Lee’s pulsating paintings of articles of clothing and fabric instill feelings of warmth and security, beneath which lies an inexplicable darkness. The surfaces of these large paintings are so dense with brushstrokes that they are almost purely abstract. It is only from a distance that the viewer is able to identify them as pieces of clothing or fabric. Never showing the flesh that lies beneath the clothing, these paintings and drawings feel very powerful, and reading her very personal artist statement only magnified their meaning. The framed studies for these paintings are fascinating as well, demonstrating how the linear elements of the paintings were carefully thought out, while the strokes appear to have been improvised.
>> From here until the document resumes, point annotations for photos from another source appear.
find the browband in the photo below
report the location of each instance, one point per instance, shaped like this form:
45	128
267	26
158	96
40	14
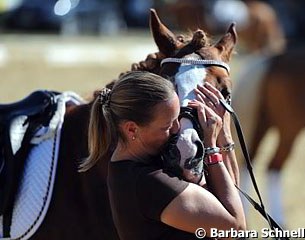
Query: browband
197	62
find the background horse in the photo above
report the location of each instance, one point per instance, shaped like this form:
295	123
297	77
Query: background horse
270	95
80	208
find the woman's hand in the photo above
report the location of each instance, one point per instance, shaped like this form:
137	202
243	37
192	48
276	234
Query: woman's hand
210	96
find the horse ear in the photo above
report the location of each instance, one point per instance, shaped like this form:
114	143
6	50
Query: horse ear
164	38
227	43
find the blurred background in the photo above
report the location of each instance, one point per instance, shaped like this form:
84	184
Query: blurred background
80	45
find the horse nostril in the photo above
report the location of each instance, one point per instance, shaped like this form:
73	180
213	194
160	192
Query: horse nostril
226	92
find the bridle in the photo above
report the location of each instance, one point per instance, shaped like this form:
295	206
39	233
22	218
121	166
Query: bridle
192	61
192	116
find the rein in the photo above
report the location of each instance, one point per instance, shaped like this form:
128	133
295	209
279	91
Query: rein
188	113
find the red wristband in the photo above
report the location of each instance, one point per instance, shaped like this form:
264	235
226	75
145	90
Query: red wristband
213	158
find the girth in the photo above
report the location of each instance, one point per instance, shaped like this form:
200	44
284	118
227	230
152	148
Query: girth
38	108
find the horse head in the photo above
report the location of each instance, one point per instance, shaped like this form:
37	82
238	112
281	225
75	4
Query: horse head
188	62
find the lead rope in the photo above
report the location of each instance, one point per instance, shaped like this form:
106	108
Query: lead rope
259	207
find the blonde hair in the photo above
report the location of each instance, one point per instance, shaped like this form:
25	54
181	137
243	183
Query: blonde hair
132	98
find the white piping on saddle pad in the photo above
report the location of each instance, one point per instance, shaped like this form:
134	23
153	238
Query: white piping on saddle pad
186	80
37	181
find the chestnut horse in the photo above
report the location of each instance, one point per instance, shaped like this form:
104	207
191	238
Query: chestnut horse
270	94
79	207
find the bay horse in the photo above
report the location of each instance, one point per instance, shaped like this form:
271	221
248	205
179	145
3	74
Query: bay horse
79	207
270	94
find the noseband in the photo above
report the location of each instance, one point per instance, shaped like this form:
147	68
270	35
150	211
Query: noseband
192	61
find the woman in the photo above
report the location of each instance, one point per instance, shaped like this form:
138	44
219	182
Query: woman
131	123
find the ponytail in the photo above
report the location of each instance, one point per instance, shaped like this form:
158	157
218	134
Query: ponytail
100	137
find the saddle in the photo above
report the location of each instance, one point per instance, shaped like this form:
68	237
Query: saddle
35	111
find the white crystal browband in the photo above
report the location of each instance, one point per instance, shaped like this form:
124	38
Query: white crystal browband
197	62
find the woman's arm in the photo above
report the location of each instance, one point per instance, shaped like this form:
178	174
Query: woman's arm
221	206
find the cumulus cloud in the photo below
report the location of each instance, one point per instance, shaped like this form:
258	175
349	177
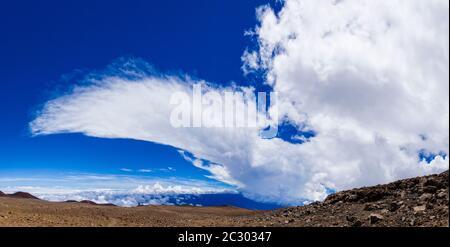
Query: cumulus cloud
370	78
119	190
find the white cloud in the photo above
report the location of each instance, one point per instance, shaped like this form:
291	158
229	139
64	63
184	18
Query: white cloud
126	170
115	189
369	77
145	170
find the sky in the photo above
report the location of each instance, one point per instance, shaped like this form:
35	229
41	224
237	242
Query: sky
362	95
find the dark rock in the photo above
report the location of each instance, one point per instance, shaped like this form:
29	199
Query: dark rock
374	218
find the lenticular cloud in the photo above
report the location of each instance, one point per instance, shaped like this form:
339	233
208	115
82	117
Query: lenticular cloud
370	78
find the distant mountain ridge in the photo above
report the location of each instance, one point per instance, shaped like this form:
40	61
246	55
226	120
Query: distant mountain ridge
205	200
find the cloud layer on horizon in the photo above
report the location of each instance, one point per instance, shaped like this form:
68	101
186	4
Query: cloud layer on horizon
369	77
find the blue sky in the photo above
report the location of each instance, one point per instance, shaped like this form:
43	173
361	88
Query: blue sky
362	98
46	44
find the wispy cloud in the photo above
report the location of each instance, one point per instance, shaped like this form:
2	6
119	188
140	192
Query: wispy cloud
355	72
145	170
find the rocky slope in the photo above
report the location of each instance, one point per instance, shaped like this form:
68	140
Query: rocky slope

In “Anne,” Lee creates a sense of volume using dark reds and light blues, interspersed with different mid tones.
Boehm’s vibrant, breathing paintings reflect her California upbringing. Her body of work is comprised mainly of three enormous paintings aptly titled “Cali is the Mission (Parts I and II),” and the centerpiece, “Citrus Dreamz.” As a triptych, these paintings play well off of each other and capture the quality of light she searches for. As abstracted works, “Citrus Dreamz” is the only one of the three that might not be recognizable as the inside of an orange out of the context of the two surrounding pieces. Their highly textural quality, however, and the select use of a more pastel palette in “Cali is the Mission (Part I)” is interesting and suggests serious potential for future works.
In contrast, according to her artist statement, Fortier’s paintings depict landscapes in a state of flux. She focuses on nature and the presence of humans on a site as agents of change. Her use of color to create surreal rocky scenes is at times overwhelmingly beautiful, and at others intentionally murky. In “Lynx Lake (Prescott, AZ)”, Fortier uses the unsettling image of a pipe running through what would otherwise be an untouched landscape. Powerful in message and technique, these paintings send a clear message while at the same time keeping the viewer occupied with “the materiality of the paint.” As much a demonstration of the potential of oil paints as an exploration of personal style, all three artists successfully create their own unique visions in SURFACE. Several people in attendance claimed that upon entering the gallery, they thought one artist had done the entire show, but quickly realized where one body of work ended and the next began. Whether or not the artists’ works are conceptually cohesive is up in the air; their aesthetic sensibilities, however, cohesively represent the possibilities of paint’s tactile nature.